/nanopore-basecaller-training

Experiments on training the nanopore basecaller (bonito -> guppy is the goal)

Primary LanguageShellMIT LicenseMIT

Nanopore Basecaller Training

Several folks are interested, trying to centralize the info.

Getting Started

Install Bonito

conda update -n base -c defaults conda
conda create -n bonito python=3.8 pip
conda activate --stack bonito
pip install --extra-index-url https://download.pytorch.org/whl/cu116 ont-bonito
pip install -r bonito/requirements.txt

Change cu116 to your CUDA version (run nvidia-smi to find it, it’ll be on the top right)

Download Models

bonito download --models --show
bonito download --models --all

You can cancel it at the training data (I think?). My gpugpu machine has very little hard drive space so I did.

Create a minimap2 index

minimap2 -d index.mmi assembly.fasta

Basecall with --save-ctc

Trying this now

bonito basecaller dna_r9.4.1_e8_sup@v3.3 ~/stonefly/all_fast5/ --batchsize 384 --reference index.mmi --save-ctc --recursive --device "cuda:0" --alignment-threads 16 > basecalled-default-model/basecalls.bam

Did not work.

bonito basecaller dna_r9.4.1_e8_sup@v3.3 ~/stonefly/all_fast5/ --batchsize 384 --reference index.mmi --save-ctc --recursive --device "cuda:0" --alignment-threads 16 | samtools view -S -b - > basecalls.bam
Note
It has to be in the order as above, or the ctc will not save! basecaller model filepath THEN options.

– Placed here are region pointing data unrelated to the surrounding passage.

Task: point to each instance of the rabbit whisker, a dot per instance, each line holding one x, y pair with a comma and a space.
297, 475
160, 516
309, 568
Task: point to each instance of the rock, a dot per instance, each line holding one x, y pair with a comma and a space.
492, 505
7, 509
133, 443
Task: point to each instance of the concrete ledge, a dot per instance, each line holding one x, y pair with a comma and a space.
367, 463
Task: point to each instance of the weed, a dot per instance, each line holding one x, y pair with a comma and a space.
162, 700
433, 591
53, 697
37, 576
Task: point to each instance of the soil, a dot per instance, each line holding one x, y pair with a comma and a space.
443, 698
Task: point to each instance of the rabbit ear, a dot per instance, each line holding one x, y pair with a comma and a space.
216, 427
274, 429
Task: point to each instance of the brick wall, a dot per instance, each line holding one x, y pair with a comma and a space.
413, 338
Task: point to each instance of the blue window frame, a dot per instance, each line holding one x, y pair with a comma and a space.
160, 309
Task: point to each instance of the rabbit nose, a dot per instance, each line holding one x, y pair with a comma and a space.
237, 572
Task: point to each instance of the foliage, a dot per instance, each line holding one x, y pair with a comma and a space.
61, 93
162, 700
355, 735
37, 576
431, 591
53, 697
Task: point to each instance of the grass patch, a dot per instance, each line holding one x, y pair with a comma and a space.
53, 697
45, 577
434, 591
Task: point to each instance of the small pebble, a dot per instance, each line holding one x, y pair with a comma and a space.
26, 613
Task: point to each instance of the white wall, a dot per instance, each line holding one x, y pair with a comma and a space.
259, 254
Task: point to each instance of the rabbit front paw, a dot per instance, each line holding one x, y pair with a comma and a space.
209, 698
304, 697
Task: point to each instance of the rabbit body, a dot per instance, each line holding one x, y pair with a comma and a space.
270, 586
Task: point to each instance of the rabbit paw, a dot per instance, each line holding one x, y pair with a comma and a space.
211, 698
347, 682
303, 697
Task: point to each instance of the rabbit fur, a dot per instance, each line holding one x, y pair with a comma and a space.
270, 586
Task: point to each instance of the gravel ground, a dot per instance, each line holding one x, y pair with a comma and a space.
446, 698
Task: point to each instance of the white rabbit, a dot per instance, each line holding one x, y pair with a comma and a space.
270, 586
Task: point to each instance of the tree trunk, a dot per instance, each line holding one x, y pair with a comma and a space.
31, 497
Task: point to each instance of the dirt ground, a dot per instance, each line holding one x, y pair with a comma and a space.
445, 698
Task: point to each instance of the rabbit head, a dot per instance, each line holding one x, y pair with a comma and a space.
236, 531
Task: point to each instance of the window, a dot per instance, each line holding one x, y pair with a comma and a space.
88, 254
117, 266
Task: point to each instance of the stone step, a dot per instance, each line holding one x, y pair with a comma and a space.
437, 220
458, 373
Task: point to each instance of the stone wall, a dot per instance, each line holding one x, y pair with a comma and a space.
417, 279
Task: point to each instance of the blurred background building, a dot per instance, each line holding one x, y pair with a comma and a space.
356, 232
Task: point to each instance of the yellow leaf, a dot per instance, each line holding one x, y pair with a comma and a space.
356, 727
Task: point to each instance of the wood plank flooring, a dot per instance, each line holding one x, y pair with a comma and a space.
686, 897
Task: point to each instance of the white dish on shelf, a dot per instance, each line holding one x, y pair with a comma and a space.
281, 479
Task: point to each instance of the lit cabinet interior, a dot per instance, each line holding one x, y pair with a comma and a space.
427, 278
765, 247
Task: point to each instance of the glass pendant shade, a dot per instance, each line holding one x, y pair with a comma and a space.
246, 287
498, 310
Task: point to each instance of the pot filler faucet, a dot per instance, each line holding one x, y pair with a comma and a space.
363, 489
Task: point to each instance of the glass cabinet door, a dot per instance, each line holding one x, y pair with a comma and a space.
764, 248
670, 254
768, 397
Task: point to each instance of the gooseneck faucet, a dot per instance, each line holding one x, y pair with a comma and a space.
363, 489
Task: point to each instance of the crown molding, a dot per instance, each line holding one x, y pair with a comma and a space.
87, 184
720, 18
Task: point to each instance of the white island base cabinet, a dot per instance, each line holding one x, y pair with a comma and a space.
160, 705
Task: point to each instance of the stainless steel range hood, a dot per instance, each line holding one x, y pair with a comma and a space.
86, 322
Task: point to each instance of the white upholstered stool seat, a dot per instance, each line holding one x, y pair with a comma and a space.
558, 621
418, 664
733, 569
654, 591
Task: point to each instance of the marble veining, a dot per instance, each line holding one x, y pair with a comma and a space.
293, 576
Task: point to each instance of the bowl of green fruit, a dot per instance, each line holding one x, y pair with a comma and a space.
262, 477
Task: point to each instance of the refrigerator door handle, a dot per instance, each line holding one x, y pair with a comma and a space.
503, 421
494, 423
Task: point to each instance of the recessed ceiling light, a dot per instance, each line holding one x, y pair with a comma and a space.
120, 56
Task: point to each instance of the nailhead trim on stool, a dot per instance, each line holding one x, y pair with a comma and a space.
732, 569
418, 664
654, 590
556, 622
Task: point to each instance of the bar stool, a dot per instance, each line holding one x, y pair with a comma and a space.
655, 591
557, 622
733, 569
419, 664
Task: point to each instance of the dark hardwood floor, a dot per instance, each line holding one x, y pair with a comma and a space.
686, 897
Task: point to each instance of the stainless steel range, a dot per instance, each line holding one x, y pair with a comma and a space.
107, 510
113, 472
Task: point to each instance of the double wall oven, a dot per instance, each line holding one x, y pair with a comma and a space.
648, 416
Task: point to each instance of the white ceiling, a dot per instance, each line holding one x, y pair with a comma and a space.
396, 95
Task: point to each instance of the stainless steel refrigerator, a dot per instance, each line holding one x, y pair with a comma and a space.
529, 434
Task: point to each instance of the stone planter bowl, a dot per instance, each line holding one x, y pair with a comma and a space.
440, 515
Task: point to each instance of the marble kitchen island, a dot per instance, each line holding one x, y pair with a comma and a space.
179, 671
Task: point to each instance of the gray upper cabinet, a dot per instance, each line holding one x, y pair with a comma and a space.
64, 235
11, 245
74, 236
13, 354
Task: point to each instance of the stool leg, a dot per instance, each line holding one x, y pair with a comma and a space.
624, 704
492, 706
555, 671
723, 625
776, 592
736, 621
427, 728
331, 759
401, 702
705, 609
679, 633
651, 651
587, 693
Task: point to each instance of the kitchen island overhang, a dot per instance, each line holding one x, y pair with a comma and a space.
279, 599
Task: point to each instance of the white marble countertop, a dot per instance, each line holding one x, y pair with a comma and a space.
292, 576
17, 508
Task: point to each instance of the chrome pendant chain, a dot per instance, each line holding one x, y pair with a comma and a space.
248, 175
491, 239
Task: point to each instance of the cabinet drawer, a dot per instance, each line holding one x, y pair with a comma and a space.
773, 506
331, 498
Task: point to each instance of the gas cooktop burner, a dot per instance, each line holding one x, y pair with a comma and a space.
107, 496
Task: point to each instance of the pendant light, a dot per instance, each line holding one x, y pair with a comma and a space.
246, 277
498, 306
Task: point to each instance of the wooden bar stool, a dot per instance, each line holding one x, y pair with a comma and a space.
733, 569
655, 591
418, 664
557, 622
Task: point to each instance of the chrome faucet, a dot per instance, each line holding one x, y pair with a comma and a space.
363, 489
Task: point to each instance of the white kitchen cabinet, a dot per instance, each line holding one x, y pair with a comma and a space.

Default batch size is 32 (I’m 90% certain). Best to try and increase it. When it crashes from memory, best to killall bonito from another shell. I can get batchsize of 384 and it cuts a little over half an hour off on my dataset (51Gb of fast5 files). And we can work with that number on the following steps.

This led to this error:

> reading fast5 outputting aligned sam loading model dna_r9.4.1_e8_sup@v3.3 loading reference
Exception in thread Thread-27: Traceback (most recent call last): File
  "/home/josephguhlin/.asdf/installs/python/anaconda3-2021.05/envs/bonito/lib/python3.8/threading.py", line 932,
  in _
bootstrap_inner self.run() File
  "/home/josephguhlin/.asdf/installs/python/anaconda3-2021.05/envs/bonito/lib/python3.8/site-packages/bonito/io.py",
line 563, in run np.save(os.path.join(output_directory, "chunks.npy"), chunks) File "<__array_function__
  internals>", line 5, in save File
  "/home/josephguhlin/.asdf/installs/python/anaconda3-2021.05/envs/bonito/lib/python3.8/site-packages/numpy/lib/npyio
.py", line 525, in save file_ctx = open(file, "wb") FileNotFoundError: [Errno 2] No such file or directory:
'/proc/2487219/fd/chunks.npy'
> completed reads: 2393454 duration: 1:59:37 samples per second 3.3E+06
> done

The problem was samtools. Bonito tries to be smart about the output directory while using pipes, but this breaks using pipes for anything other than file output.

Update

Crashing from memory or shoddy connection to the server. Copying a subset over and trying again.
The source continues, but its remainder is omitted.